В теле Юлии поселятся две души: одна – её родная, известная с детства, а другая – загадочная, пугающая, непонятно откуда взявшаяся. Когда из сумрака сознания выйдет та вторая, даже внешний облик девушки изменится. Александр станет свидетелем произошедшей в ней перемены, Начикет будет тщательно оберегать дочь от посторонних взглядов.
«Странно, очень странно, – подумает Александр. – Почему болезнь поражает самых одухотворенных? Ведь именно от них должно исходить преображение. И почему в последнее время среди зелёных рождается так много одарённых детей? Не среди Героев, как следовало бы ожидать, а среди зелёных? По своим способностям новое поколение Трудящихся ничуть не уступает высшему сословию, но молодым зелёным недостает духовного опыта. Впрочем, они к нему и не стремятся. Как всё изменилось! Предки Начикета почитали за честь войти в сословие мудрецов, а теперь многие из зелёных вообще отвергают Высшее Знание. Непонятно. А может…? Нет, невозможно. Одухотворение должно прийти от высшего сословия, так учит Предание. И всё же эти юноши из зелёных… Они бросают ремесло отцов и подаются в новое искусство. Что они там находят?»
Александр искренне попытается понять привлекательность реального изображения, но не сможет.
«Ведь уродливо изображать то, что ты и так каждый день видишь, – будет размышлять он. – Когда гильдия живописцев и ваятелей из поколения в поколение оттачивала мастерство передачи Образа – это было возвышенно. Стремились к идеалу, хоть и не понимали его. А теперь? Трудно найти художника, который мог бы изготовить достойную копию. Самые талантливые покидают гильдию, отвергают традиции».
Александр навсегда запомнит день, когда впервые увидит реконструкцию Дома с Образа.

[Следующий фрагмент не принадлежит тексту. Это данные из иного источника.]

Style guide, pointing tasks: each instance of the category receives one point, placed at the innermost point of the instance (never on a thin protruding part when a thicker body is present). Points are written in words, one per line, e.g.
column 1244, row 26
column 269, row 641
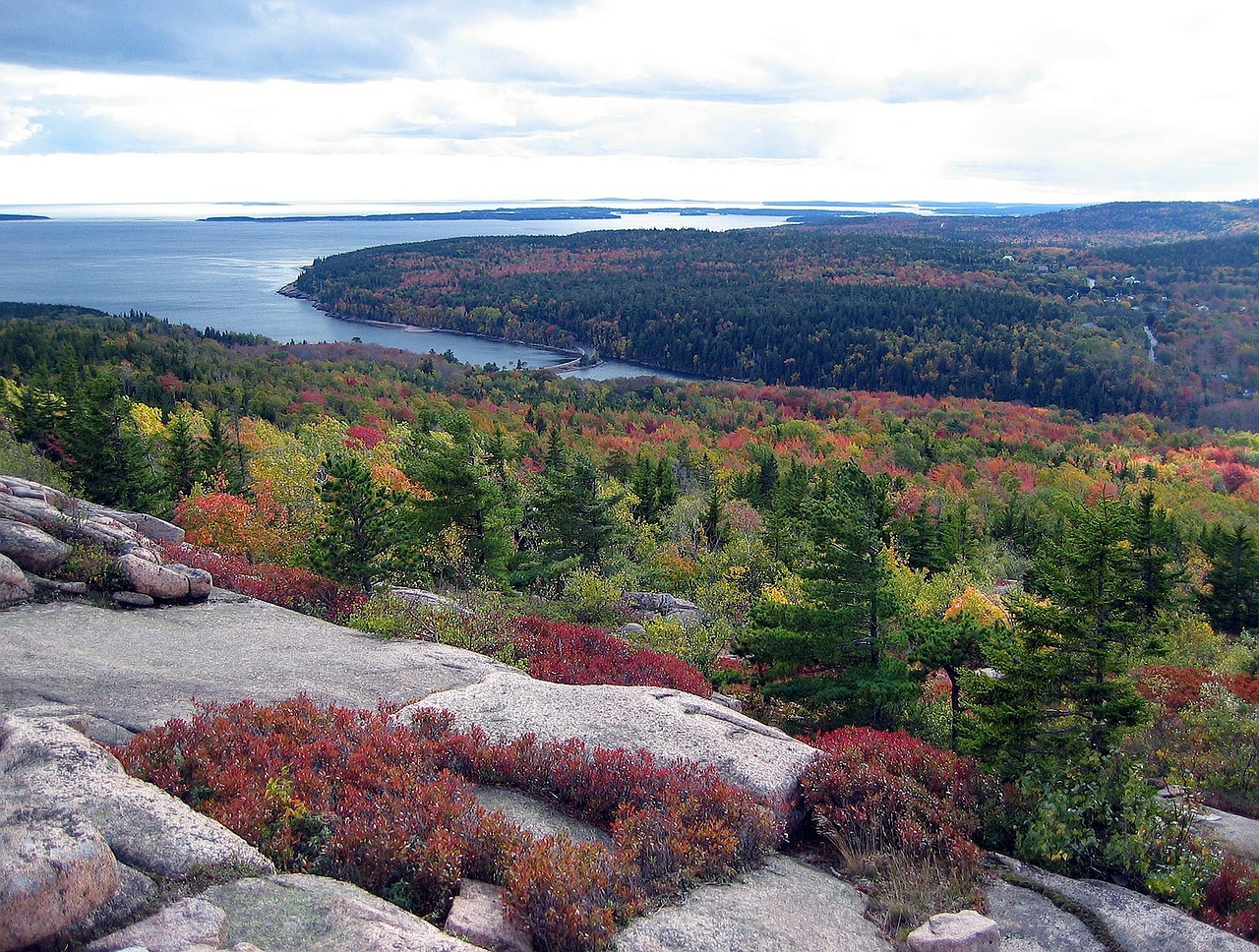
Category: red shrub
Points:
column 580, row 654
column 1177, row 687
column 1231, row 899
column 889, row 791
column 354, row 795
column 292, row 588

Потрясение. Артур, сын великого Никоса, будет кричать о бесполезно потраченных годах, о глупом подражательстве, о косности и слепоте традиционалистов. Печальное известие мгновенно облетит Город: на третий день по завершении строительства великий Никос погибнет – поскользнется и упадёт с крыши возведённого им Дома. Тогда-то Александр поймёт, что слова Артура – это не возглас безумца. Будучи художником, он раньше многих почувствует ветер перемен.
– Люди! Оглянитесь вокруг, – возгласит он. – Зачем подражать тому, чего вы не понимаете и чего не поймёте никогда? Вокруг – настоящая жизнь: деревья, горы, Город, океан, вы сами! Так будем же изображать жизнь, давайте перестанем гоняться за пустотой!
Так заговорит самый почитаемый из зодчих, единственный, кому удастся возвести здание, точь-в-точь как на Образе. Александр устрашится неуверенности, крепче прильнёт к традиции.
В тот день ему суждено будет познакомиться с последними открытиями Начикета, второй раз в жизни увидеть Летопись и Образ. Александр отметит одна тысяча семьсот пятидесятый удар сердца. Пора.